Não é à toa que sanções contratuais significativas também foram estabelecidas – a ponto de cancelar a vitória da licitação, além da compensação monetária de NIS 450.000 em caso de venda de um apartamento a "Preço do Comprador" para alguém que não seja elegível ou venda a um preço que exceda o preço máximo para tal apartamento (ver novamente a cláusula 1.4 do Capítulo B do contrato de construção). Da mesma forma, há uma sanção significativa que o Estado impôs aos compradores dos apartamentos do projeto "Preço do Comprador" e exigiu que ela fosse incluída no contrato de venda entre o recorrente e o comprador elegível, segundo a qual um comprador elegível que vender o apartamento antes do prazo de 5 anos poderá impor uma sanção financeira no valor de NIS 450.000 e até mesmo cancelar a venda.
Em outras palavras, o Estado está envolvido e controla todo o processo de construção de apartamentos "Preço do Comprador" e transferi-los para os compradores elegíveis, enquanto o apelante implementa a visão do Estado, nada mais.

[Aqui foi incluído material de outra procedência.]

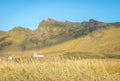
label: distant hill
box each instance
[0,18,120,57]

- Também decorre disso que, no caso em questão, não se deve atribuir muita importância ao fato de que, no contrato de arrendamento assinado pelo apelante, foi declarado que o recorrente tem direito de arrendamento por 98 anos, já que um direito que não equivale a um direito legal real de "arrendamento" não se torna um apenas por causa do seu período prima facie. Em outras palavras, multiplicar qualquer número, não importa o tamanho, por um número zero resultará no mesmo resultado zero.
Como mencionado acima, a totalidade dos acordos legais assinados pelo recorrente mostra que não lhe foram concedidos os direitos e poderes que caracterizam o titular de um direito de arrendamento – ou seja, o direito de possuir e usar a terra para suas próprias necessidades, desfrutos e lucros.